Self-determination, "
the process by which a person controls their own life" would only be applicable under the principle of free will, which I reject. So the term is meaningless. People don't have self-determination any more than they have the ability to freely choose. People do what they do because they can't do any differently.
So you endorse the doctrine of necessity? The state of things existing at any time, together with certain immutable laws, completely determine the state of things at any other time?
As a philosophical concept, I've always regarded it as identical to determinism. So, in answer to your question, I have to say, yes.

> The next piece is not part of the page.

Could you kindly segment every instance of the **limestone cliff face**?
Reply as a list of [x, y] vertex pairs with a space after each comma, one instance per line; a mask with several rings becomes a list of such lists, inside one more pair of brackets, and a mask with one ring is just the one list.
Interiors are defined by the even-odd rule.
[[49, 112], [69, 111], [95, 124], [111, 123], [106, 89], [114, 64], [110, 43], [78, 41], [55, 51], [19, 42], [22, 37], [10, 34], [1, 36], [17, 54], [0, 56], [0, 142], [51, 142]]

The only caveat would be that the state of things existing at any time could not determine the state of things in the past.

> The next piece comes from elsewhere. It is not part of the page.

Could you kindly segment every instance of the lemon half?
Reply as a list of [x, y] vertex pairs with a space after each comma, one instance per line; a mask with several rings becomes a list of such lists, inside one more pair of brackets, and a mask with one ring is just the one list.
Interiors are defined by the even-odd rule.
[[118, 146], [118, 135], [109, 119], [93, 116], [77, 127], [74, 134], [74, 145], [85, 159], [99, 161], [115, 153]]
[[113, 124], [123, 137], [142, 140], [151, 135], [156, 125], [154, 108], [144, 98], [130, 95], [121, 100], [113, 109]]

I guess I have trouble explaining some features of the universe in a strictly mechanistic theory. Growth, increasing complexity, variety and diversity of life, origin of natural laws, the mind and consciousness... it just doesn’t seem to work like a machine or clock.
So where does your difficulty in explaining lie? If nothing else, put the operation, whatever it is, in context that requires an explanation of "How?" How did X arise? If X arose "be
cause . . . ," then
that cause operates as the reason for X. And, of course,
that cause had to have something that caused it as well, and so on back down the line of
cause and effect. If X arose without cause then it had to have arisen utterly randomly. And so far nothing in our universe has been determined to have arisen utterly randomly: i.e. totally uncaused.
I can’t help but see chance and spontaneity playing a part.
But wouldn't those instances of chances and spontaneity require a cause? Or do you see them arising for absolutely no reason whatsoever?
Going down the rabbit hole of reality, it seems to have alternating layers of causality and chaos.
Okay, but it's no reason to dismiss determinism.
When I first discovered the truth of determinism it was a bit unsettling, particularly when all its ramifications started popping up, but try as I could, I refused to dismiss it because of those ramifications. Like it or not, there was no compelling rational to dismiss it, least of which was any personal dislike or unease.